Alto un metro e mezzo, caratteristiche tra uomo moderno e scimmie, l’Homo Naledi è tra i gli antenati più antichi secondo gli scienziati. Il ritrovamento dei resti di questa nuova specie di ominide primitivo è avvenuto in una grotta del Sud Africa vicino Johannesburg. Gli oltre 1500 reperti ossei venuti alla luce, appartenenti probabilmente a quindici individui, hanno permesso agli studiosi di ricostruire l’aspetto dell’uomo di Naledi. Metà scimmia, metà uomo, pesante circa 45 chilogrammi e con un cervello non più grande di un’arancia. Come testimoniano le dita curve delle sue mani, sapeva arrampicarsi, e le lunghe gambe dimostrano che sapeva anche camminare e correre. L’età dell’Homo Naledi è uno dei principali nodi da sciogliere. Al momento si sostiene che dovrebbe avere un’età di 3 milioni di anni.

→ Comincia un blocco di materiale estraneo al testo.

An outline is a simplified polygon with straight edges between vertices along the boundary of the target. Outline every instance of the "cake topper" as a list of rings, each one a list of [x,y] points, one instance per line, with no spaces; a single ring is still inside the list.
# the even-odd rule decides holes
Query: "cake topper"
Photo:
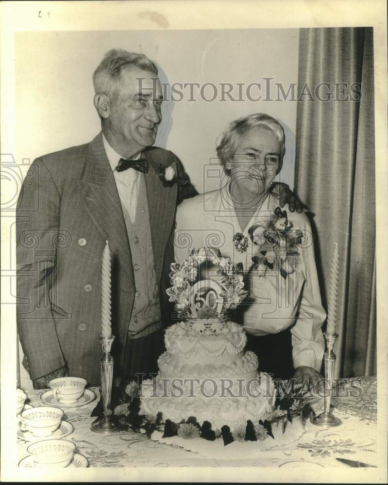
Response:
[[[182,264],[172,263],[166,291],[180,318],[224,318],[246,296],[242,265],[236,266],[216,248],[193,249]]]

L’eccezionale scoperta dell’Homo Naledi è la notizia scientifica del momento ma pone molte domande ai paleontologi e solleva molti dubbi. Ad esempio il contesto in cui sono stati ritrovati i fossili fa emergere un aspetto straordinario: come sono finiti gli scheletri in quella grotta? Le ipotesi per il momento sostengono che non possono essere stati portati lì da animali predatori. L’Homo Naledi forse seppelliva i suoi morti e la sepoltura finora era considerata una pratica iniziata con l’essere umano moderno.

Per rispondere a queste domande ci vorranno decenni. Ovviamente ulteriori studi andranno a definire meglio la storia di questa nuova specie che arricchisce le caselle mancanti della lunga evoluzione che dai primi mammiferi ha portato all’Homo sapiens. La scienza d’altronde è sempre in continua evoluzione e sono tante le pagine ancora da scrivere per comprendere più a fondo cosa siamo stati in passato.